The last time Ferrari threatened to leave the sport, Formula 1 was led by a different leader in the form of Bernie Ecclestone. He negotiated a bipartite agreement with the teams and then another with the FIA and this was a bit of a departure from the old Concorde Agreement which was a tripartite agreement between commercial right’s owners, the FIA and the teams.
To assuage teams from leaving, Ecclestone did new deals that, if memory serves correctly, expire in 2020. The FIA also did a new regulation package for 2014 that included hybrid V6 turbo engines because Mercedes and Renault threatened to leave the sport if the changes weren’t made for more road-relevant hybrid technology.
Many fans are quick to say buh-bye to Ferrari but there wasn’t the same level of dismissal when Mercedes or Renault threatened to leave. Neither of those teams have been in the series since 1950 and I think you have to give some credit for Ferrari’s commitment to F1.
Last week, the new 2021 engine regulations were floated to the public and while they were purposefully light on detail, they did give Mercedes, Renault and Ferrari reason or pause. These manufacturers are heavily invested in the current engine format and are not keen to see it change. Now this is interesting as the regulations have always…well, changed.
The sport has gone from V12’s to V10’s to V8’s and now V6 hybrids and if memory serves correctly, the original intent of the 2014 regulation changes was for a 4-cylinder hybrid but Ferrari had a major issue with that. Ferrari weren’t keen on the hybrid engine to begin with but at the time, it was being led by Luca di Montezemolo and now Sergio Marchionne is in charge and he’s a Fiat guy who has a much stronger road-relevance DNA than Luca did.

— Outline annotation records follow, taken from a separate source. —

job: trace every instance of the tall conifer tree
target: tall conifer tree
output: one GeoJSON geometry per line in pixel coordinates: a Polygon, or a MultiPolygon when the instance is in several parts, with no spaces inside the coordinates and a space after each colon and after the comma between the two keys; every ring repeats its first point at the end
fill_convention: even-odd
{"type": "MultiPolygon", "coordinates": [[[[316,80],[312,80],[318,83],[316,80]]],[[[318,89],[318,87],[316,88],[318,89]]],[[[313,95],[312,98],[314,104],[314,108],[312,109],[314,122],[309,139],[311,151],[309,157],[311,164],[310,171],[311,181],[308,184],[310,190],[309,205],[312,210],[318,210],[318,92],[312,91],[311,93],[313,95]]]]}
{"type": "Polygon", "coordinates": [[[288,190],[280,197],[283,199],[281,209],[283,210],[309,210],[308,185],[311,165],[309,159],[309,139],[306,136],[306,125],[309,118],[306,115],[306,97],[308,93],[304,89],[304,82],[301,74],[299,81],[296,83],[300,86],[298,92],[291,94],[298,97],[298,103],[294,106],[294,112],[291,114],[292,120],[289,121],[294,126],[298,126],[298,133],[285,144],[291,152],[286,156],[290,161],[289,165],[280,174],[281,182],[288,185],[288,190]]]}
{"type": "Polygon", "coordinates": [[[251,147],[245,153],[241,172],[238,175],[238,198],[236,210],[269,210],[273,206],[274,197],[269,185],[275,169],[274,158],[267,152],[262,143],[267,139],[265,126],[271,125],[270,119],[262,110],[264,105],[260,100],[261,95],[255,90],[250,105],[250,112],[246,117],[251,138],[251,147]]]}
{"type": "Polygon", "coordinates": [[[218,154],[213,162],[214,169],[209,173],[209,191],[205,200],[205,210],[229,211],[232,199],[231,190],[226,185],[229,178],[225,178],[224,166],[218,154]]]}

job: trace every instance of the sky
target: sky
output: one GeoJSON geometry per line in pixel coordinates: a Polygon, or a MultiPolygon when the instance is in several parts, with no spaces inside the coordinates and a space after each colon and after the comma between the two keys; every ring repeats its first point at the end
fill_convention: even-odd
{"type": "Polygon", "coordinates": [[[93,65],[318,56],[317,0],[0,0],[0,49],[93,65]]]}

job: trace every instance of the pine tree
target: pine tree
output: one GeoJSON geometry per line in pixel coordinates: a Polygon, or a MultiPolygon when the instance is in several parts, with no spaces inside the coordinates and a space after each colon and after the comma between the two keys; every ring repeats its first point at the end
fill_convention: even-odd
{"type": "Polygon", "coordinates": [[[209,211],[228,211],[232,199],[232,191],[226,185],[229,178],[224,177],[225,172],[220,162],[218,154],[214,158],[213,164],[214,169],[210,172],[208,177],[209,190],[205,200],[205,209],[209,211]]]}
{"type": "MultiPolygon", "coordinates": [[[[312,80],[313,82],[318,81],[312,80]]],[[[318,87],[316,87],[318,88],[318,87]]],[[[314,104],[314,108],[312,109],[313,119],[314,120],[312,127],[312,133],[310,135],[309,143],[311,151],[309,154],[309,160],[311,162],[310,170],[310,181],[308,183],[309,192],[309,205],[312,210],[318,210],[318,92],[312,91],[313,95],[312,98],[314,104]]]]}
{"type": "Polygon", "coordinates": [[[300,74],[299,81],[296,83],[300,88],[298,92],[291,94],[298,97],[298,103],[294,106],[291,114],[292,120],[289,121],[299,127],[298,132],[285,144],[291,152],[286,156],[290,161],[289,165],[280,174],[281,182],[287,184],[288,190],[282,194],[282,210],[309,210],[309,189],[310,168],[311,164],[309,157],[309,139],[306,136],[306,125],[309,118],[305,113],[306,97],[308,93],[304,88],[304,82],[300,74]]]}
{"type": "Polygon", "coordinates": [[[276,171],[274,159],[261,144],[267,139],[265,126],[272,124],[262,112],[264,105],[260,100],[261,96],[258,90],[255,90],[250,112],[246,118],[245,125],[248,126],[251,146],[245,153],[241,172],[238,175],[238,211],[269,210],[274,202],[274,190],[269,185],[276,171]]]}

Now that the regulations are suggesting another engine change, the top three engine makers are having serious concerns and Ferrari have threatened to leave the sport…again. It seems all three are augured in on this current specification and yet it is this very spec that fans are not resonating with—at least not a majority of them.
It is perplexing but I understand Ferrari’s new love for hybrid given Sergio’s Fiat and Chrysler ambitions and the massive investment they’ve made. This massive investment in the current engine spec has bankrupted three teams already so for Mercedes boss Toto Wolff, the high R&D has already been covered and now the engine supply contracts should be much cheaper. I bet Force India and Williams would like to know exactly when this big price reduction from Toto will be coming across their desk.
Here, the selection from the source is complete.